Les franciscains de la médina de Meknès, la rencontre avec les migrants à Ceuta, le témoignage du seul survivant de Tibhirine. Découverte d’une Église « silencieusement présente »
Dernière mise à jour: 22/04/2022 09:58:46
Dimanche 13 octobre 2013. Frère Joël, ses 80 ans et davantage blottis sur son siège à côté du mien, récite le rosaire. Chaque dizaine dans une langue différente : français, italien, allemand, arabe, anglais, le Notre Père en espagnol. Je bafouille la réponse dans la langue proposée, tout en cherchant désespérément à me concentrer sur cette route tortueuse qui, de Meknès, nous porte à Azrou, où les trois Petites Sœurs de Jésus nous attendent pour célébrer la Sainte Messe. Pour aujourd’hui, nous avons de la chance, il n’y a que cent quarante kilomètres, nous serons de retour dans la journée. Frère Natale, en revanche, est parti hier vers l’Est, à deux cents kilomètres de notre maison franciscaine qui se trouve au centre de la médina de Meknès, pour célébrer l’Eucharistie avec quatre autres religieuses qui travaillent dans les hôpitaux publics de la ville de Taza. Une fois le rosaire terminé, Joël me demande à brûle-pourpoint : « Comment Dieu aime-t-il ? ». Normal : après quelques mois passés avec la communauté de Meknès, je me suis habitué à entendre des discussions de théologie fondamentale à table, donc je ne bronche pas, et surtout je tiens bon la route. Bien que je n’aie qu’un souvenir fragmentaire de cette conversation, une phrase de Joël m’est restée ancrée dans la tête, une réflexion-clé, qui me semble décrire parfaitement ce qu’est l’Église au Maroc :
Ce serait terrible si, ici, nous étions tous du sel. Un paquet de sel immangeable ! Nous devons être heureux d’avoir la possibilité d’être du sel dans un plat qui en manque. Dans un endroit où être sel est indispensable.
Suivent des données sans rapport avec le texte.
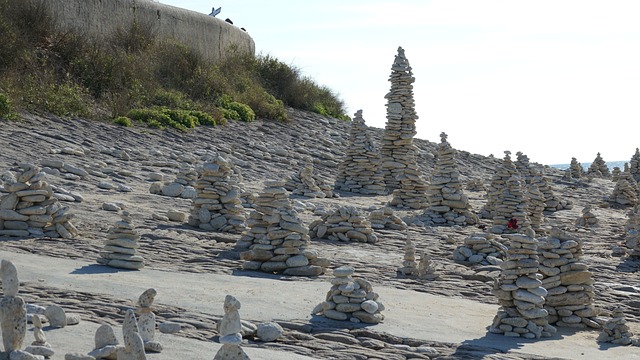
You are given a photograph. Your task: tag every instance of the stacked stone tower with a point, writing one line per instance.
(447, 202)
(397, 151)
(359, 171)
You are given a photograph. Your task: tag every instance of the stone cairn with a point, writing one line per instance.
(277, 239)
(120, 247)
(587, 219)
(632, 228)
(480, 248)
(307, 184)
(147, 321)
(568, 282)
(13, 313)
(359, 171)
(399, 168)
(346, 223)
(133, 348)
(30, 208)
(386, 219)
(598, 168)
(230, 330)
(217, 206)
(351, 299)
(448, 205)
(616, 331)
(634, 165)
(520, 292)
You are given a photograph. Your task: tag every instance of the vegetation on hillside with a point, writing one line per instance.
(137, 77)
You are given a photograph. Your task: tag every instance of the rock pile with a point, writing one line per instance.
(598, 168)
(359, 171)
(121, 245)
(231, 332)
(386, 219)
(305, 183)
(30, 208)
(351, 299)
(448, 205)
(480, 248)
(217, 206)
(616, 331)
(587, 219)
(277, 239)
(520, 292)
(147, 321)
(567, 280)
(347, 223)
(399, 167)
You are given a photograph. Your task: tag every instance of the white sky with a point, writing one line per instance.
(554, 79)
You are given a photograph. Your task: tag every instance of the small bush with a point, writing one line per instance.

C’est cela, l’Église catholique au Maroc : une infime quantité de sel indispensable. Le « plat » dont parlait Joël est justement le Maghreb (l’occident, l’endroit où le soleil se couche), le but du prochain voyage du pape François, pays musulman à 99%.
C’est dans ce pays apparemment si monolithique sur le plan religieux que j’ai fait l’expérience d’une Église que je définirais « obstinément en sortie », de celles qui font un clin d’œil à François, justement. Une Église au service du peuple, quel qu’il soit, ouverte aux autres et à l’Autre. Une Église de frontière et sur les frontières (dont nous allons parler sous peu). Une Église soudée et bienveillante, qui surmonte les divisions internes lorsqu’elle se sent appelée vers qui est extérieur, vers ce qui est étranger. Une Église tout simplement inattendue.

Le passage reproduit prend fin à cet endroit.